Designing Donor‐Acceptor‐Donor (D‐A‐D) Type Molecules for Efficient Hole‐Transporting in Perovskite Solar Cells – A DFT Study

Abstract We designed eight hole‐transporting materials (HTMs) of D‐A‐D type comprising an acceptor (A) unit flanked between two triphenylamine (TPA) donor (D) units. The structural, electronic, and absorption properties of designed molecules are studied using density functional theory (DFT) and time‐dependent DFT (TD‐DFT) methods. The MPW1PW91 functional with a 6‐31g(d,p) basis set was chosen, followed by a careful benchmark of DFT functionals.

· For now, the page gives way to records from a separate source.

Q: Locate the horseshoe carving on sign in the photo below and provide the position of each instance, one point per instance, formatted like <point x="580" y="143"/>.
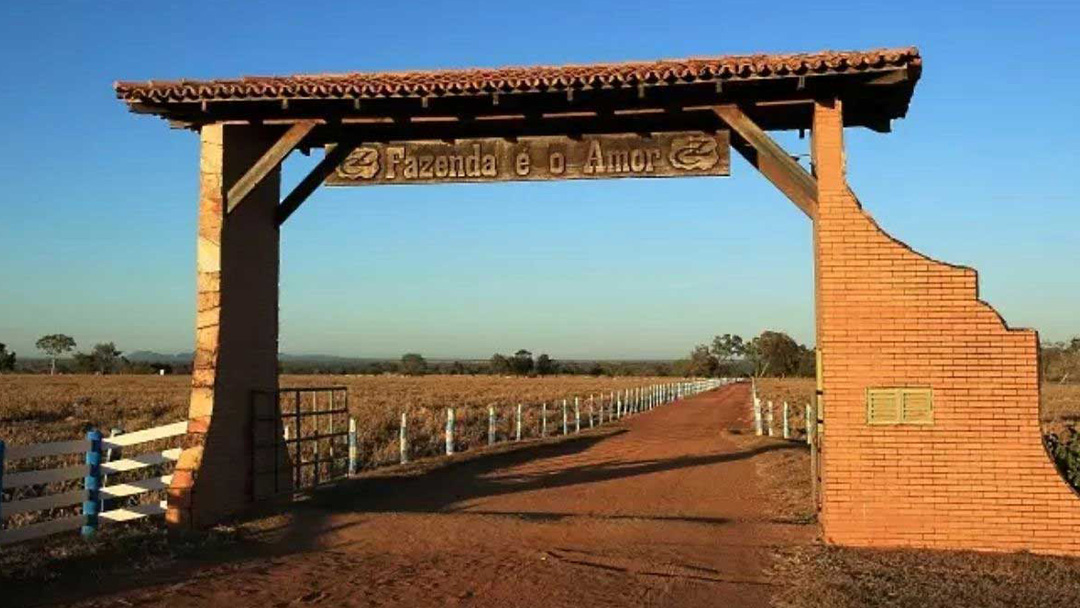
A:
<point x="693" y="153"/>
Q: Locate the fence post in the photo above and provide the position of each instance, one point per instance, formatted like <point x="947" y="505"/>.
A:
<point x="110" y="455"/>
<point x="768" y="419"/>
<point x="566" y="423"/>
<point x="787" y="432"/>
<point x="577" y="415"/>
<point x="403" y="438"/>
<point x="449" y="431"/>
<point x="1" y="478"/>
<point x="353" y="448"/>
<point x="92" y="483"/>
<point x="809" y="426"/>
<point x="758" y="430"/>
<point x="517" y="433"/>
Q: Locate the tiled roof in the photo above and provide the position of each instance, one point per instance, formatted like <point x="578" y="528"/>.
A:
<point x="517" y="79"/>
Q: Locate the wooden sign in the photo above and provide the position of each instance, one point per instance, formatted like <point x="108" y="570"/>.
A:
<point x="590" y="157"/>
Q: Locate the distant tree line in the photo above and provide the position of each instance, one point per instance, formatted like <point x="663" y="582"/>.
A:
<point x="772" y="353"/>
<point x="1061" y="361"/>
<point x="103" y="357"/>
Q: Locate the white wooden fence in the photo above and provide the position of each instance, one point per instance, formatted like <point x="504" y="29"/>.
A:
<point x="764" y="418"/>
<point x="94" y="495"/>
<point x="613" y="406"/>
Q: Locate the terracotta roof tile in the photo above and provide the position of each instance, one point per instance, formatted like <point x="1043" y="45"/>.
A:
<point x="515" y="79"/>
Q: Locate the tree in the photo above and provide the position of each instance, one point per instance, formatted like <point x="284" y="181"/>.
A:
<point x="545" y="365"/>
<point x="7" y="359"/>
<point x="54" y="346"/>
<point x="522" y="363"/>
<point x="102" y="360"/>
<point x="774" y="353"/>
<point x="500" y="365"/>
<point x="727" y="349"/>
<point x="702" y="362"/>
<point x="414" y="364"/>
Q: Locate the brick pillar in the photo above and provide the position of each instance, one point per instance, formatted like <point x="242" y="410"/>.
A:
<point x="980" y="476"/>
<point x="235" y="327"/>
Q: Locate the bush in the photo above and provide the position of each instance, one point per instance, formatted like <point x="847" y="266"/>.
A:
<point x="1065" y="449"/>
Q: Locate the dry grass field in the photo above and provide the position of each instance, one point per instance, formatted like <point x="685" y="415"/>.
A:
<point x="37" y="408"/>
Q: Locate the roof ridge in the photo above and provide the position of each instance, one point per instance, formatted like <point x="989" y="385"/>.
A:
<point x="510" y="78"/>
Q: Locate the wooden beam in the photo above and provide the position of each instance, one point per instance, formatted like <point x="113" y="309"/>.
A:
<point x="270" y="160"/>
<point x="777" y="165"/>
<point x="313" y="179"/>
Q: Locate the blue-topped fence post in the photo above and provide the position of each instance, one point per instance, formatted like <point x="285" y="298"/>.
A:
<point x="353" y="448"/>
<point x="92" y="482"/>
<point x="1" y="478"/>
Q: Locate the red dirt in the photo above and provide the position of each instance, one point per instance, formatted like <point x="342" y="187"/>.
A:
<point x="664" y="512"/>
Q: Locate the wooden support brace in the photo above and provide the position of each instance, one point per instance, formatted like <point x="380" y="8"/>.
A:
<point x="313" y="179"/>
<point x="270" y="160"/>
<point x="772" y="161"/>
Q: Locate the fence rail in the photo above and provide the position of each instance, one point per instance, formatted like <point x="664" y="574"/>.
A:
<point x="100" y="501"/>
<point x="96" y="496"/>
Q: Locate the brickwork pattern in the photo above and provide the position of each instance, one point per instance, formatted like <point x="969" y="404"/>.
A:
<point x="237" y="262"/>
<point x="979" y="477"/>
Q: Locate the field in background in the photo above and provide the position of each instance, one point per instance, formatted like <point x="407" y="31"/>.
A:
<point x="36" y="408"/>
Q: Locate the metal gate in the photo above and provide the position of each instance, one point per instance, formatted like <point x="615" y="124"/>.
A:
<point x="299" y="440"/>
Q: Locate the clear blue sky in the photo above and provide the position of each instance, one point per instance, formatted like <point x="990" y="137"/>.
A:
<point x="98" y="208"/>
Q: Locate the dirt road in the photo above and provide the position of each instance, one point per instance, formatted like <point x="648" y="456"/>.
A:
<point x="663" y="511"/>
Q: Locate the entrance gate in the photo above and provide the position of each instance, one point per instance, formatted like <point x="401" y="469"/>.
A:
<point x="931" y="401"/>
<point x="299" y="440"/>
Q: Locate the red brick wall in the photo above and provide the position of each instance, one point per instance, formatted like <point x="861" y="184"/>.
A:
<point x="977" y="478"/>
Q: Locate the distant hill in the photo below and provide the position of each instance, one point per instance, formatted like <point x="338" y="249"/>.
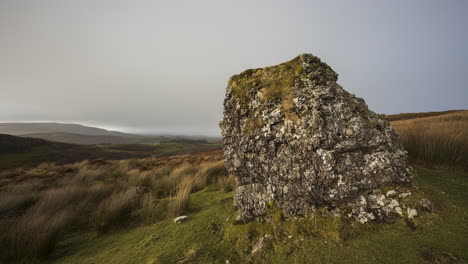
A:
<point x="28" y="152"/>
<point x="86" y="135"/>
<point x="18" y="129"/>
<point x="81" y="139"/>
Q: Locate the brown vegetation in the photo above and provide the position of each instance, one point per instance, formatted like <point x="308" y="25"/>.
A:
<point x="40" y="205"/>
<point x="436" y="140"/>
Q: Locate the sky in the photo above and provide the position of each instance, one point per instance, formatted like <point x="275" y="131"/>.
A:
<point x="144" y="66"/>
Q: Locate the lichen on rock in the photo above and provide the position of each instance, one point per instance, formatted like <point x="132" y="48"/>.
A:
<point x="295" y="138"/>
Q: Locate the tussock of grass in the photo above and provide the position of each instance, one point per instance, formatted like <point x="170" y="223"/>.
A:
<point x="435" y="141"/>
<point x="97" y="196"/>
<point x="114" y="210"/>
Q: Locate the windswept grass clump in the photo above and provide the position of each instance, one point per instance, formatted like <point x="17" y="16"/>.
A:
<point x="436" y="141"/>
<point x="114" y="210"/>
<point x="97" y="196"/>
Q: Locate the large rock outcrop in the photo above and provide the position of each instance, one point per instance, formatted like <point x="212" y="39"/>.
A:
<point x="296" y="140"/>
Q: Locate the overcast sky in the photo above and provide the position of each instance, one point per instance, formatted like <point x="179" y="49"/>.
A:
<point x="162" y="66"/>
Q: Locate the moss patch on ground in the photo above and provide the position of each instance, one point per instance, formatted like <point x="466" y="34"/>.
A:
<point x="210" y="236"/>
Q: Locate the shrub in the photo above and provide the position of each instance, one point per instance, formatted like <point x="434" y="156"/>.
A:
<point x="114" y="210"/>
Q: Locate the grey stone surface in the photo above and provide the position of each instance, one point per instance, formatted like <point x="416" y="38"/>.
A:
<point x="296" y="140"/>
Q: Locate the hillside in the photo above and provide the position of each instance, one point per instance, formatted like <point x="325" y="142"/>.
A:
<point x="74" y="138"/>
<point x="16" y="152"/>
<point x="36" y="128"/>
<point x="142" y="230"/>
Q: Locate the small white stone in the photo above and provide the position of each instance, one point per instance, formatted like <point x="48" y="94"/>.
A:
<point x="411" y="213"/>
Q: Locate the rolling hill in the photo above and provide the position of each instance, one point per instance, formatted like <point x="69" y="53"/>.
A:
<point x="18" y="129"/>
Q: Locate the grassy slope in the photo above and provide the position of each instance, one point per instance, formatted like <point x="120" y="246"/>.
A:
<point x="440" y="235"/>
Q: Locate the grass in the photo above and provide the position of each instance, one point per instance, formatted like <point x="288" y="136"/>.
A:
<point x="121" y="212"/>
<point x="440" y="140"/>
<point x="44" y="204"/>
<point x="210" y="236"/>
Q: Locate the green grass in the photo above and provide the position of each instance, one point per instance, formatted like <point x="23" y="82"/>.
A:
<point x="207" y="237"/>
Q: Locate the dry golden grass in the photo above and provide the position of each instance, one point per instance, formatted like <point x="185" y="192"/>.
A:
<point x="39" y="205"/>
<point x="114" y="210"/>
<point x="437" y="140"/>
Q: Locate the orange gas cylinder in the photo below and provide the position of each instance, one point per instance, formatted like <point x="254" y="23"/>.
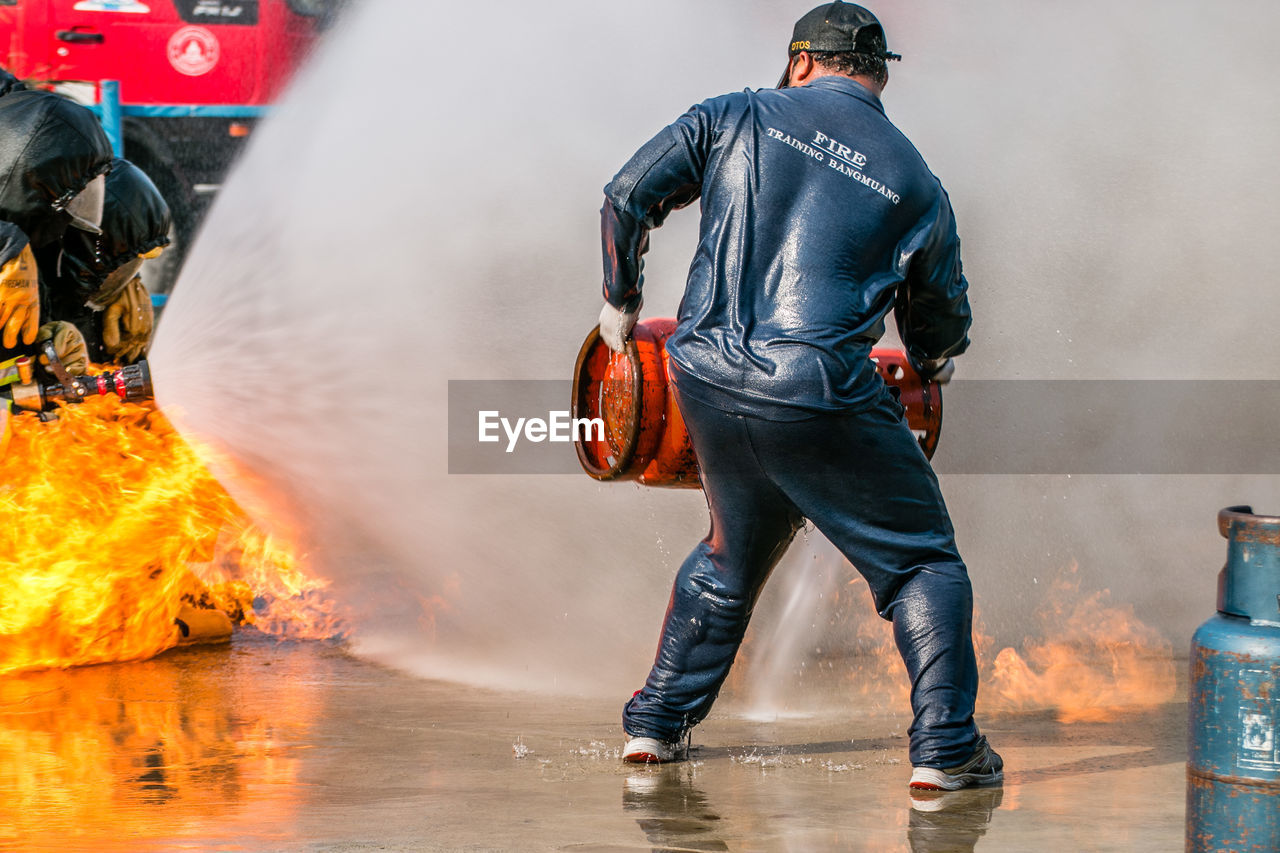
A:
<point x="645" y="437"/>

We identified dibenzothiophene‐triphenylamine (DBT‐TPA) and dibenzo‐1,4‐dioxaspiro[4,4]nonane‐triphenylamine (DBDN‐TPA) as the most promising molecules due to their unique properties, such as finite π‐conjugation, suitable highest occupied molecular orbital (HOMO) and lowest unoccupied molecular orbital (LUMO), deep blue absorption, and lower reorganization energy than the recently reported anthradithiophene–triphenylamine (ADT‐TPA) based HTMs. Furthermore, the newly proposed D‐(L‐A‐L)‐D type molecules with a linker (L) display the enhanced features required for improved hole mobility. Our work demonstrates the fine‐tuning of electronic interactions between the donor and acceptor units, with a linker (L), in achieving the planarity, absorption, and hole mobility essential for efficient HTMs in perovskite solar cells.